Why you should or should not use clean urls

Posted on March 7th, 2007 by Luke Visinoni

While perusing various web forums, I see the subject of clean urls come up quite often and it seems there is quite a bit of hype and misunderstanding surrounding this topic. In this article, I’d like to nail down precisely what clean urls are and why you should or should not use them for your particilar situation.

What are clean urls?

A clean URL is a term given to urls which are free of cruft. That is to say that they contain only the identifying information needed to pull dynamic content from a website. If you have a simple static web site with only html pages and no dynamic content, you needn’t worry about clean urls. They really won’t benefit you much.

An example of a clean url would be:

http://www.example.com/articles/334

As opposed to:

http://www.example.com/articles.php?session_id=5f9f095ce435a5a2c92fa4b
&action=view&encoding=utf8&id=334

The former url takes only the information absolutely necessary to access article # 334. The latter contains what is called a query string.

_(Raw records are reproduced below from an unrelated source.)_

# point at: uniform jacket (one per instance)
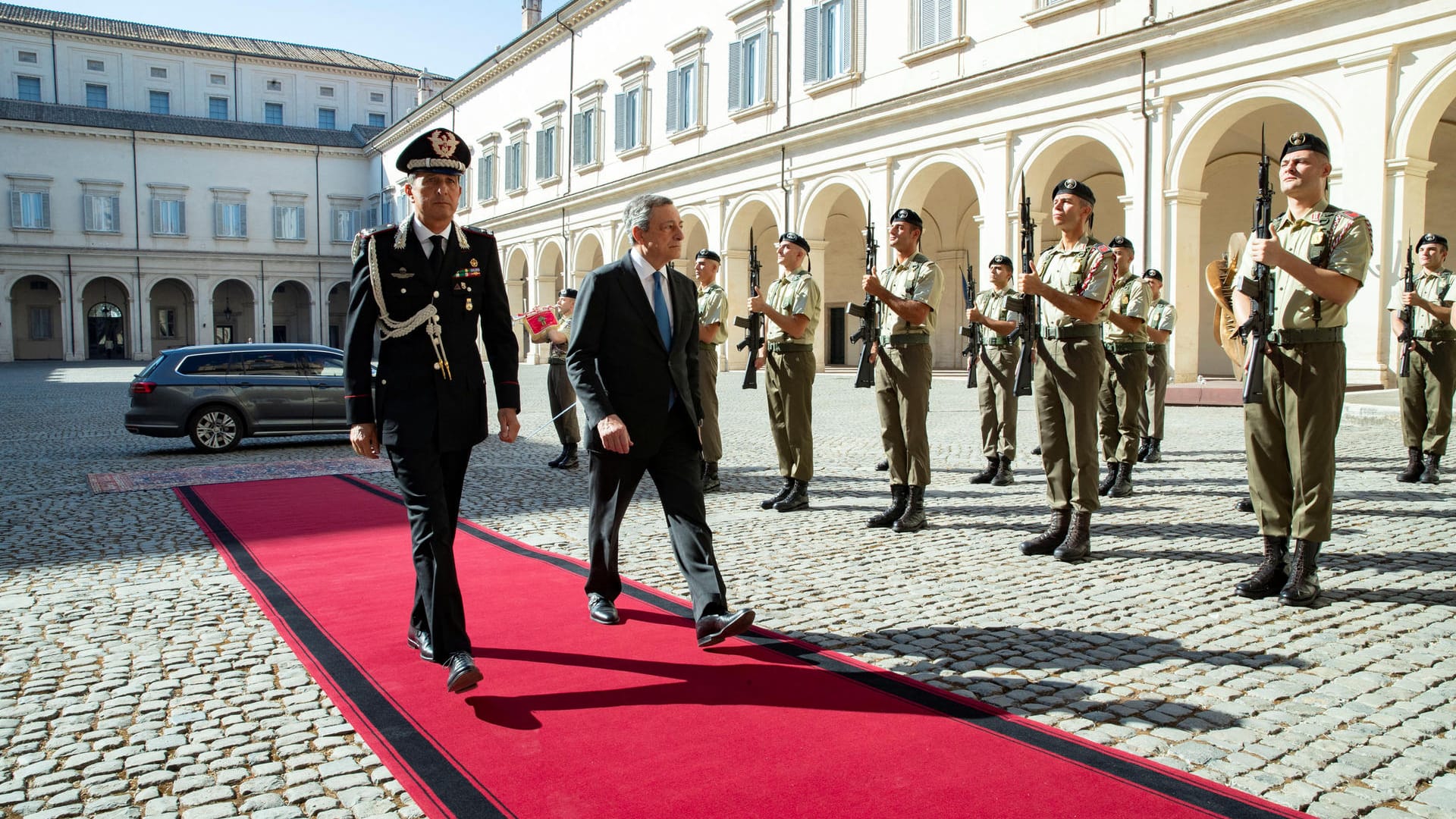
(617, 359)
(414, 404)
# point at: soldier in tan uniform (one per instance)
(1316, 257)
(1161, 321)
(786, 357)
(712, 330)
(908, 295)
(1426, 392)
(558, 387)
(1125, 344)
(998, 311)
(1074, 280)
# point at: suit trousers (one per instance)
(1291, 439)
(1155, 398)
(1119, 401)
(903, 397)
(789, 384)
(995, 388)
(708, 400)
(676, 469)
(431, 483)
(561, 397)
(1426, 397)
(1069, 375)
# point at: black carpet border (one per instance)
(449, 786)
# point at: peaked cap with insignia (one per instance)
(437, 150)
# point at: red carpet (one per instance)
(577, 719)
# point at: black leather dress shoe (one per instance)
(715, 629)
(419, 640)
(601, 610)
(463, 675)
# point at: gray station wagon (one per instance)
(224, 392)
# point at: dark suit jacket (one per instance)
(413, 403)
(617, 359)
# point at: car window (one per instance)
(206, 365)
(325, 365)
(271, 363)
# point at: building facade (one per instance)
(171, 187)
(820, 115)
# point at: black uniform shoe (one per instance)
(1079, 539)
(1272, 575)
(913, 519)
(1304, 577)
(1111, 479)
(463, 675)
(1003, 474)
(419, 640)
(1155, 453)
(797, 499)
(984, 475)
(783, 491)
(601, 610)
(1433, 469)
(1123, 485)
(715, 629)
(1414, 468)
(1047, 542)
(899, 497)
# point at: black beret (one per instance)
(908, 216)
(795, 240)
(1304, 140)
(1076, 188)
(438, 150)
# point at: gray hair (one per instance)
(639, 210)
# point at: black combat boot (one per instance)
(1272, 575)
(899, 497)
(1413, 466)
(1003, 474)
(1304, 576)
(1047, 542)
(1155, 452)
(913, 519)
(797, 499)
(1123, 485)
(783, 491)
(1433, 469)
(1112, 471)
(984, 475)
(1079, 539)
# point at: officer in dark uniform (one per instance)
(424, 292)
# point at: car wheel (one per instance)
(216, 428)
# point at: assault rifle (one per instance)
(1407, 314)
(867, 314)
(973, 333)
(1256, 286)
(1027, 325)
(753, 340)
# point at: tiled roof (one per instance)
(190, 126)
(123, 30)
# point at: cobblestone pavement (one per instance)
(137, 678)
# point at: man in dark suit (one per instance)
(634, 362)
(424, 289)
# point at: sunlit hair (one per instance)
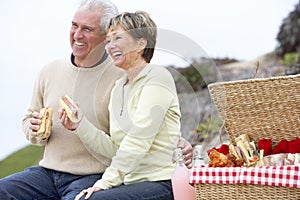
(139, 25)
(105, 7)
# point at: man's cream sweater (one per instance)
(90, 88)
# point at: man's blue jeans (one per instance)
(38, 183)
(159, 190)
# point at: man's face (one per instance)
(85, 34)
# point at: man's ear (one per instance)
(142, 43)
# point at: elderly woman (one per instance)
(144, 117)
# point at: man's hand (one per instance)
(65, 121)
(35, 122)
(187, 151)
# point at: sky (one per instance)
(34, 32)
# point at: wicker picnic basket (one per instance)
(262, 108)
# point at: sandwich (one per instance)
(46, 123)
(72, 110)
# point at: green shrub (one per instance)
(18, 161)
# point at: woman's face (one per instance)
(123, 48)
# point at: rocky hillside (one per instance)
(197, 107)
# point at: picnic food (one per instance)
(46, 123)
(72, 110)
(245, 153)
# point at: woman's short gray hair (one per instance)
(105, 7)
(139, 25)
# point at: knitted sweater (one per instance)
(90, 88)
(144, 127)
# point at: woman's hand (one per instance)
(87, 192)
(187, 151)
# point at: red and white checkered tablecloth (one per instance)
(287, 176)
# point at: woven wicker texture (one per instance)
(244, 192)
(262, 108)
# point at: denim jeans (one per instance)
(39, 183)
(159, 190)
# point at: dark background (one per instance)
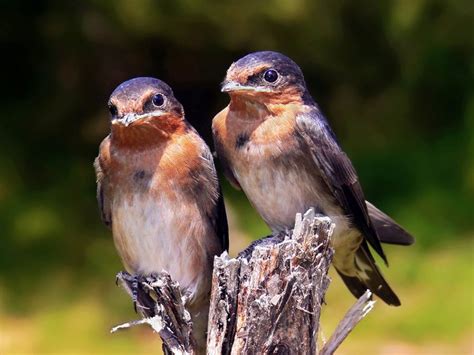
(395, 79)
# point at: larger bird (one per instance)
(157, 189)
(274, 143)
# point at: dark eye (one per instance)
(113, 110)
(270, 75)
(158, 100)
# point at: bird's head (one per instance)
(142, 108)
(265, 77)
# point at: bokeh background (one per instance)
(395, 79)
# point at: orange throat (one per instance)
(147, 132)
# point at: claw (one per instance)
(132, 283)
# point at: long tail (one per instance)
(387, 229)
(368, 276)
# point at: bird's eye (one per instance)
(158, 100)
(113, 110)
(271, 75)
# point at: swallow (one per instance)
(158, 191)
(277, 146)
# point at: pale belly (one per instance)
(279, 192)
(153, 234)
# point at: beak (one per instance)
(232, 86)
(130, 118)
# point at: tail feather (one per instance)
(387, 229)
(368, 276)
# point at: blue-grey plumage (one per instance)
(158, 191)
(276, 145)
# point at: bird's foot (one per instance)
(268, 240)
(132, 283)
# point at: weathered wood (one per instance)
(268, 300)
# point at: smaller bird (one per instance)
(275, 143)
(158, 191)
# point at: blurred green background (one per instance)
(395, 79)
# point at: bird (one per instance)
(274, 143)
(158, 191)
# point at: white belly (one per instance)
(278, 193)
(153, 234)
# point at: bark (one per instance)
(268, 300)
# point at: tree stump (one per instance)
(266, 301)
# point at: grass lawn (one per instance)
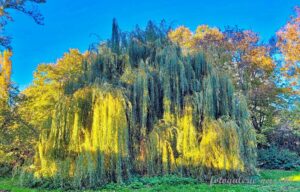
(270, 180)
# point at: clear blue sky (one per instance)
(69, 23)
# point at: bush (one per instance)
(275, 158)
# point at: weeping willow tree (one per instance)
(141, 107)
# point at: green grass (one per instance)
(274, 182)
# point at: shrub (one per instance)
(275, 158)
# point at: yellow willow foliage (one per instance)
(104, 137)
(177, 145)
(219, 147)
(5, 73)
(187, 135)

A query string is a string of name and value pairs delimited by an amperstand and appended to the url with a question mark. Both of these urls lead to the exact same article. It should be quite obvious which one is easier to read, copy, remember, or type into the address bar.

Other common names for clean urls include “neat urls”, “pretty urls”, and “short urls”.

A common misconception

Before we get into the details of clean urls, I’d like to take a moment to debunk (or at the very least clear up) a myth I’ve seen floating around the net about why you should use clean urls.

Search engines don’t understand query strings

This myth comes from the fact that search engine spiders are programmed to be weary of sites with query strings. The reason for this is that search engines realize that in a query string there is a potentially infinite amount of possible values that could send their spiders into a never-ending crawl. This is what is referred to as a “spider trap“.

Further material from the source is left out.